In November 2022 the cryptocurrency exchange FTX filed for bankruptcy and its chief executive, Sam Bankman-Fried, resigned, a failure that shocked the entire crypto industry and stunned most crypto insiders. Nobody in the industry expected such a rapid downfall for such a powerhouse.
The collapse turned to soap opera for FTX after its rival and the world’s largest crypto exchange, Binance, pulled out of a deal to buy out the company.
In its bankruptcy filings, John Jay Ray III, said that he had never seen “such a complete failure of corporate control.” Mr. Ray was involved in the aftermath of some of the largest corporate collapses in the recent financial history, including the collapse of Enron in 2001.
FTX was one of the world’s largest cryptocurrency exchanges. It enabled customers to trade digital currencies for other digital currencies or traditional money.
Hundreds of thousands of customers who deposited their holdings on the FTX platform lost their savings.
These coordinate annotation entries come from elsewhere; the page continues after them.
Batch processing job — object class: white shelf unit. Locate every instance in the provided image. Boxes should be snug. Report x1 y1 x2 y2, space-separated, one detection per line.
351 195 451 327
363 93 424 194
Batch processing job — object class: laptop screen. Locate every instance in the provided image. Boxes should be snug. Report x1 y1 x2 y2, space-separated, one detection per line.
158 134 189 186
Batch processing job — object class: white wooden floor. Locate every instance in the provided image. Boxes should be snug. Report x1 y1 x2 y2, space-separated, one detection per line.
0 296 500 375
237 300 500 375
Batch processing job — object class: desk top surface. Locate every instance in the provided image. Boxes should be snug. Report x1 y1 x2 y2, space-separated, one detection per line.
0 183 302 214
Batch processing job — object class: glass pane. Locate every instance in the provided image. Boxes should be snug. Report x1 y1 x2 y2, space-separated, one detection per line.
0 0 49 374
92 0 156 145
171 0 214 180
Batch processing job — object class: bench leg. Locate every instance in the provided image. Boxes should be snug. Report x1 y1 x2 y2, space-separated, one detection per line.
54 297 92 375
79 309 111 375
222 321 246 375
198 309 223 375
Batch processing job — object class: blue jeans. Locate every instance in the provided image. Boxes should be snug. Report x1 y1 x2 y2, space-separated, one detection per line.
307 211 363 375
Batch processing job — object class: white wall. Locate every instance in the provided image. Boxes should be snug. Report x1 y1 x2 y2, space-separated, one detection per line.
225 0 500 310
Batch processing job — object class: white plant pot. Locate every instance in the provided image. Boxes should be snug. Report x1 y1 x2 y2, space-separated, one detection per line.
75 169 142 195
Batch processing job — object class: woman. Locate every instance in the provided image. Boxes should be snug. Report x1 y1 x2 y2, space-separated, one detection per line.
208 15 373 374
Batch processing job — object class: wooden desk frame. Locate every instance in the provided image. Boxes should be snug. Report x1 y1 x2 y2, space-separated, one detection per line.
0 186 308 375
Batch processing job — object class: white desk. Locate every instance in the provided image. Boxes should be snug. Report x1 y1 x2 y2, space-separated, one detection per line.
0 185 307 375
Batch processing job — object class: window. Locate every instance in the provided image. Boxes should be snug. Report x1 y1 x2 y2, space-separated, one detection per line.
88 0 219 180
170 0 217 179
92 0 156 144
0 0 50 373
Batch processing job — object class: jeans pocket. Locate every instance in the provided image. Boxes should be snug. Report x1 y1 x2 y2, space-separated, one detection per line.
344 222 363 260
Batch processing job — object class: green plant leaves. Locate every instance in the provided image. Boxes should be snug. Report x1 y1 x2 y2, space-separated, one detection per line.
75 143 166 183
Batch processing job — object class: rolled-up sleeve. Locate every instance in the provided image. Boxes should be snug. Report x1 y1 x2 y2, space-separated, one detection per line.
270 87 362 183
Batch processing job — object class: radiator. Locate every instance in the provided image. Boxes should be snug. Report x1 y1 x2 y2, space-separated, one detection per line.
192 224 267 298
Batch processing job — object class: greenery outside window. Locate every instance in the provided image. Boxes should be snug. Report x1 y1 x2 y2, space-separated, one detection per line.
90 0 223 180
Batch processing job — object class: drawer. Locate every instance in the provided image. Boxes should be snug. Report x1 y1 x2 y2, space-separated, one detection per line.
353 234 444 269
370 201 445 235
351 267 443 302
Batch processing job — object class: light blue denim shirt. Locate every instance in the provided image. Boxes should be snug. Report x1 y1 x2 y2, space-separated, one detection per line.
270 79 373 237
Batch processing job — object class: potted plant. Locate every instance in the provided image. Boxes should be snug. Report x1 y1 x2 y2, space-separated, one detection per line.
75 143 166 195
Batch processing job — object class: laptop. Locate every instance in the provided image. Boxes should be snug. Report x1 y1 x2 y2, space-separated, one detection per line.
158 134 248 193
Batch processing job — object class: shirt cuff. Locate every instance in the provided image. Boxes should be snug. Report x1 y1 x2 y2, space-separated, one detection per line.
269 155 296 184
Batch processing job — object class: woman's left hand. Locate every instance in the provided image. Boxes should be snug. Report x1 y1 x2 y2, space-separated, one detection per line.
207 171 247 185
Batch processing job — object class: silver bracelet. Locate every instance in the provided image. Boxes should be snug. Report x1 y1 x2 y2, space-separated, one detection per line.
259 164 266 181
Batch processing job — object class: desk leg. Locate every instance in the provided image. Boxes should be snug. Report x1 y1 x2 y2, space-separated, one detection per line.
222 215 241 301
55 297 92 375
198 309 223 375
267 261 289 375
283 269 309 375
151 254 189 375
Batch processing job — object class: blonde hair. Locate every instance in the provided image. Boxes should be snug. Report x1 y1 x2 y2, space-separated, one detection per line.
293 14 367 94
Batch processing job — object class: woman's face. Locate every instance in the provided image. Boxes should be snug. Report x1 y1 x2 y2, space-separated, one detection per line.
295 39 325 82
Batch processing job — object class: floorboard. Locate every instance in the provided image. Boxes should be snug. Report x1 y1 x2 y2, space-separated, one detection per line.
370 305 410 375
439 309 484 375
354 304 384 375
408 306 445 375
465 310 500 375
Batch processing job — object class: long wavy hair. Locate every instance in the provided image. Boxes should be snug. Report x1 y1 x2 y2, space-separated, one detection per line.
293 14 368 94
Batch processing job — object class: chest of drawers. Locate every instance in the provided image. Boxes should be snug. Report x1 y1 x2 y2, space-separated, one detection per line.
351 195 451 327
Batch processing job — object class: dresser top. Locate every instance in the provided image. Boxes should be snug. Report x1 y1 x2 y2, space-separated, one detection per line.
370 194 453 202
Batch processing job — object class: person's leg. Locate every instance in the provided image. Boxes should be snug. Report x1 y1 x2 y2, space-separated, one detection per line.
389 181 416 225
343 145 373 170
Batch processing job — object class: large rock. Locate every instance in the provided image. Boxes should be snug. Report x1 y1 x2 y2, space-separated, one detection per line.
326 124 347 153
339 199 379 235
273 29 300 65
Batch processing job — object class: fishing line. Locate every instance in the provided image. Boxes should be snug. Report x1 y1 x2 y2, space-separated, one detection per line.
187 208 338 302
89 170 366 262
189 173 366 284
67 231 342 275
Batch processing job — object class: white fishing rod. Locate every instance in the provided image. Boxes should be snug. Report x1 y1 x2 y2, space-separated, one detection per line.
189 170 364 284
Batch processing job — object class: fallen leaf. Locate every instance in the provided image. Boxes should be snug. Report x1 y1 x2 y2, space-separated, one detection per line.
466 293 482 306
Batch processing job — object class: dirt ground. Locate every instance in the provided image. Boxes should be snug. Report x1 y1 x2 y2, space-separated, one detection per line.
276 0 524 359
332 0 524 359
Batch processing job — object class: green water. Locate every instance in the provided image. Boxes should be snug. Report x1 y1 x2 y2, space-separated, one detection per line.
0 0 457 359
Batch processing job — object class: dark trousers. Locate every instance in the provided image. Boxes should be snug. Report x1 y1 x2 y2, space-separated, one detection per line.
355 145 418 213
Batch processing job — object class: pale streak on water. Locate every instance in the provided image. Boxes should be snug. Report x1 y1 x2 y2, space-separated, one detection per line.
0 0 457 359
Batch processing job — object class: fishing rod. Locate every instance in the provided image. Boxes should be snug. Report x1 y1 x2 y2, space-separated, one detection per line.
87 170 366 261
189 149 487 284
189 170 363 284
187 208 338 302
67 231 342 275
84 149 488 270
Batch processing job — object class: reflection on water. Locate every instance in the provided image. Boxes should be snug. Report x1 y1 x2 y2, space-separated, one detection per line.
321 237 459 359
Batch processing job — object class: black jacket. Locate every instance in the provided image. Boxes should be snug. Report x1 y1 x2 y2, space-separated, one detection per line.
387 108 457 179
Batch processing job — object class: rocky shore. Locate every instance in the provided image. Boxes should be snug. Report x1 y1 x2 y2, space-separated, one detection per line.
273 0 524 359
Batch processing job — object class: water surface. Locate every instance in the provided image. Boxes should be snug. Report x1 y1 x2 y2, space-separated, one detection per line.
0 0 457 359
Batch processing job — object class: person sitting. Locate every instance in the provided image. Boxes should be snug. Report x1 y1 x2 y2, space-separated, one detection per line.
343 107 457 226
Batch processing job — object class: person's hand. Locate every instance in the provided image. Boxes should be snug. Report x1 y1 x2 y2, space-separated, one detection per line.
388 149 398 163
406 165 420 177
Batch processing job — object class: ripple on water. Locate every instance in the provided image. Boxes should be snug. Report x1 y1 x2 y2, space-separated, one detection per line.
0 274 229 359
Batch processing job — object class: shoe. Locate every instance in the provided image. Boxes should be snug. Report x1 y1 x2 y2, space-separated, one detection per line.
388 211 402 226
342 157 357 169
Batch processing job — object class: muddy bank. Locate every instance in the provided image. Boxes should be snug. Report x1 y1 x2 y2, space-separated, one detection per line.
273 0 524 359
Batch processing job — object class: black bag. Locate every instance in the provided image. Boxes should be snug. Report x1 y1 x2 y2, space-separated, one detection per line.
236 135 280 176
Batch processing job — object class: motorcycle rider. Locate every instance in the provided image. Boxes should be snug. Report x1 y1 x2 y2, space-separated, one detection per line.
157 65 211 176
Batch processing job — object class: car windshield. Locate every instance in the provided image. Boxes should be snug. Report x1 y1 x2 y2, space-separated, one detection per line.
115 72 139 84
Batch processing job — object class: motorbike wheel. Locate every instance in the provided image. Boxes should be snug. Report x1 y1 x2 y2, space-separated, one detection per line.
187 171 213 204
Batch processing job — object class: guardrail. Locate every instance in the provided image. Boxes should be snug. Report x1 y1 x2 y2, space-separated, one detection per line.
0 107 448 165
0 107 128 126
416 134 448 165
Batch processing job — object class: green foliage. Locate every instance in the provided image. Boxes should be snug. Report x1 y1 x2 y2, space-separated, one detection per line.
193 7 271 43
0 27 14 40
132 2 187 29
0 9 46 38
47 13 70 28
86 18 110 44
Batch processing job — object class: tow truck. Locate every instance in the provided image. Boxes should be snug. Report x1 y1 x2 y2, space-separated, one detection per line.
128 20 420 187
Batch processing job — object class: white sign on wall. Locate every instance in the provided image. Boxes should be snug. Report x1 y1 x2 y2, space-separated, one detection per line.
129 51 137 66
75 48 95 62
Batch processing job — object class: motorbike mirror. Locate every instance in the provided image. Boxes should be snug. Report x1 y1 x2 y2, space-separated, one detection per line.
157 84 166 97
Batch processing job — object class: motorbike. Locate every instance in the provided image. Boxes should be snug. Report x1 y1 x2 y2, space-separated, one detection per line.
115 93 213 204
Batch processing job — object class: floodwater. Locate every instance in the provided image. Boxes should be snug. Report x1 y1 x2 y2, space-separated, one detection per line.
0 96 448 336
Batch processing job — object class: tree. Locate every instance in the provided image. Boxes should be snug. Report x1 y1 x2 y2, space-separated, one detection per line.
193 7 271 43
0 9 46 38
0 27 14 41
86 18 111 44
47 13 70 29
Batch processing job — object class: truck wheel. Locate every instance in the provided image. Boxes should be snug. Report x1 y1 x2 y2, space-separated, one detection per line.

So far, the bankruptcy team has secured about $740 million worth of cryptocurrency belonging to parts of FTX’s business, amounting to “only a fraction” of what the team was hoping to recover.
FTX’s downfall initiated a regulatory change in the US
After the fall of FTX, the crypto scene have come together to recognize that the regulatory framework regarding Web3 oversight has to change. If 2022 was a time for setting the basis of regulatory activity in the crypto industry, 2023 is a milestone for opening the door to ever-evolving crypto regulations.
To respond to the FTX failure, the current administration is considering responding through the Senate Agriculture Committee’s Digital Commodities Consumer Protection Act (DCCPA). The proposed bill, which was drafted at the time of FTX’s failure remains an option in Washington for two reasons:
Crypto exchanges and brokers waited for the U.S. Treasury Department and the Internal Revenue Service (IRS) to clarify their stance on how these entities should interact with Sections 6045 and 6045A of the Internal Revenue Code. Those sections mandate reporting obligations that broker needs to report details of their customers’ names, addresses, and a set of other information to the IRS.
The answer to the question of who qualifies as a broker remains uncertain for now. The Infrastructure Investment and Jobs Act (IIJA), which President Joe Biden signed into law in November 2021, provided an updated definition of the term “broker,” including “any person who is responsible for regularly providing any service effectuating transfers of digital assets on behalf of another person.” Crypto exchanges, whether they are centralized and decentralized, are now trying to guess if they fall under this new category.
As a conclusion, the Web3 world continues to recover after the collapse of FTX and Sam Bankman-Fried’s behavior, making some regulatory changes a must-do. How that plays out exactly will certainly determine a large part of the evolution of the crypto industry.